Deputada federal denuncia perfis nas redes sociais por publicações consideradas criminosas após a morte de Maria Eduarda Rodrigues de Freitas, de 21 anos. Caso reacende debate sobre misoginia, crimes digitais e responsabilidade das plataformas.

Ana Beatriz Publicado em 18/06/2026, às 15h46
A deputada federal Erika Hilton acionou a Polícia Federal para investigar comentários ofensivos e criminosos nas redes sociais após a morte de Maria Eduarda Rodrigues de Freitas, que ocorreu durante uma atividade de rope jump em Limeira, São Paulo.
Hilton destacou que os comentários, que incluem referências a violência sexual e necrofilia, são exemplos de misoginia e apologia à violência, além de criticar a falta de moderação das plataformas digitais que permitem a disseminação desse tipo de conteúdo.

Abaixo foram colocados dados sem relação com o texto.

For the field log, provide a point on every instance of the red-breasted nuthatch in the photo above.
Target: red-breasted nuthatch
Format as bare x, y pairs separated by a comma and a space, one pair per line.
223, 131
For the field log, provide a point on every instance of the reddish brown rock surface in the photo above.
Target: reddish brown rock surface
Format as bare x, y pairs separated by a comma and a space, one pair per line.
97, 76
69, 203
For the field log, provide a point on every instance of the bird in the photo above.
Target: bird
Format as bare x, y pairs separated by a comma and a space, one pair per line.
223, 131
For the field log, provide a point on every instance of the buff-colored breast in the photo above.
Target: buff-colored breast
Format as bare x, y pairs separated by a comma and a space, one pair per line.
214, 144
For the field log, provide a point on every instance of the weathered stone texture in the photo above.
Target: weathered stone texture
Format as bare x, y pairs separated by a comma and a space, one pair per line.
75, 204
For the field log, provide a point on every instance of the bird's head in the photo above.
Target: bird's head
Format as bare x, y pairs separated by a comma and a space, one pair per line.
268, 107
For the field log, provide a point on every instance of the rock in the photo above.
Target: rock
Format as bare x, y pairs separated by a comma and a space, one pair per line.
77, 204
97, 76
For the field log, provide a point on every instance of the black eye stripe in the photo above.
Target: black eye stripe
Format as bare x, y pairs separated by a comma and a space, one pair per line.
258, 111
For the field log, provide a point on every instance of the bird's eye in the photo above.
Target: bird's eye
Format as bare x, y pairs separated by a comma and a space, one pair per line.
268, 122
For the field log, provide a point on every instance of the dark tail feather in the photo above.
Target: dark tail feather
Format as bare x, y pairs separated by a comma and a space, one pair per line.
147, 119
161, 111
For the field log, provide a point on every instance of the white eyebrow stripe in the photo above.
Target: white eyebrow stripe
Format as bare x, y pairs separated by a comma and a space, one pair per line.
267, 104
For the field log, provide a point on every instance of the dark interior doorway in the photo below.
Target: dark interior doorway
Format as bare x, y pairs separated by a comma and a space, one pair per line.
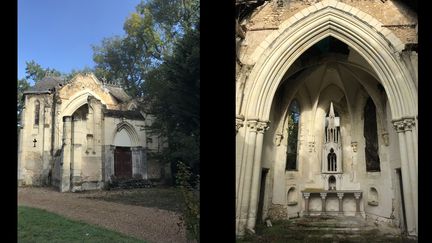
122, 162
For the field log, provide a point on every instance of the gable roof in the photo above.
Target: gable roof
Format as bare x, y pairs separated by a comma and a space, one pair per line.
45, 85
118, 93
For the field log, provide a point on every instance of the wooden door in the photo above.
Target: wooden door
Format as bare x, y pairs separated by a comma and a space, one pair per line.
122, 162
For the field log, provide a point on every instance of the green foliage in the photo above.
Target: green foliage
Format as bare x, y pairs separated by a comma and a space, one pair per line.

No pedido à Polícia Federal, a deputada solicita a identificação dos responsáveis pelas postagens e investigações sobre as circunstâncias do acidente que resultou na morte da jovem, que ocorreu devido a falhas na segurança durante a atividade esportiva.
A deputada federal Erika Hilton anunciou que acionou a Polícia Federal para investigar perfis de redes sociais que publicaram comentários com referências a estupro, necrofilia e vilipêndio de cadáver após a morte de Maria Eduarda Rodrigues de Freitas, de 21 anos. A jovem morreu no último sábado durante uma atividade de rope jump realizada em Limeira, no interior de São Paulo.
Segundo a parlamentar, diversos usuários passaram a publicar mensagens consideradas criminosas logo após a divulgação da morte da jovem. Entre os comentários reunidos pela deputada está uma publicação que fazia referência a uma suposta "festa no IML", em uma alusão à prática de violência sexual contra o corpo da vítima.

Em manifestação divulgada nas redes sociais, Erika Hilton classificou o conteúdo como "tenebroso" e afirmou que os comentários ultrapassam qualquer limite da liberdade de expressão, podendo configurar crimes previstos na legislação brasileira. A deputada argumenta que as mensagens representam casos de misoginia, apologia à violência sexual e vilipêndio de cadáver, além de contribuírem para a normalização de práticas criminosas no ambiente digital.
A parlamentar também criticou a atuação das plataformas digitais diante da permanência das publicações. Segundo ela, mesmo após denúncias feitas por usuários, parte dos comentários continuava disponível nas redes sociais. Erika afirmou que a falta de moderação adequada por parte das big techs favorece a disseminação de conteúdos violentos e degradantes contra mulheres.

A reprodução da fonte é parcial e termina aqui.